Positive Aging Admits Fast Asynchronous Plurality Consensus

TL;DR

This paper demonstrates that positive aging distributions enable fast asynchronous plurality consensus in distributed systems, significantly improving convergence times compared to synchronous models under certain initial bias conditions.

Contribution

It introduces a new asynchronous consensus algorithm that leverages positive aging distributions to achieve rapid agreement, extending prior synchronous results.

Findings

Consensus is achieved in O(log log_alpha k + log log n) time for most nodes.

Initial bias of at least sqrt(n) log n is sufficient for fast convergence.

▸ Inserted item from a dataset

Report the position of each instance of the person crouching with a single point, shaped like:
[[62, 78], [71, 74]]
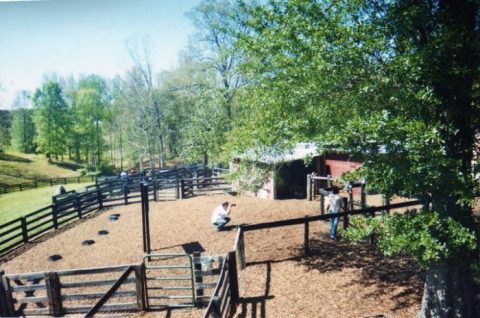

Additional density conditions lead to even faster partial consensus.

Abstract

We study distributed plurality consensus among $n$ nodes, each of which initially holds one of $k$ opinions. The goal is to eventually agree on the initially dominant opinion. We consider an asynchronous communication model in which each node is equipped with a random clock. Whenever the clock of a node ticks, it may open communication channels to a constant number of other nodes, chosen uniformly at random or from a list of constantly many addresses acquired in previous steps. The tick rates and the delays for establishing communication channels (channel delays) follow some probability distribution. Once a channel is established, communication between nodes can be performed instantaneously. We consider distributions for the waiting times between ticks and channel delays that have constant mean and the so-called positive aging property. In this setting, asynchronous plurality consensus is fast: if the initial bias between the largest and second largest opinion is at least $\sqrt{n}\log n$, then after $O(\log\log_\alpha k\cdot\log k+\log\log n)$ time all but a $1/ \text{polylog } n$ fraction of nodes have the initial plurality opinion. Here $\alpha$ denotes the initial ratio between the largest and second largest opinion. After additional $O(\log n)$ steps all nodes have the same opinion w.h.p., and this result is tight. If additionally the distributions satisfy a certain density property, which is common in many well-known distributions, we show that consensus is reached in $O(\log \log_\alpha k + \log \log n)$ time for all but $n/\text{polylog } n$ nodes, w.h.p. This implies that for a large range of initial configurations partial consensus can be reached significantly faster in this asynchronous communication model than in the synchronous setting.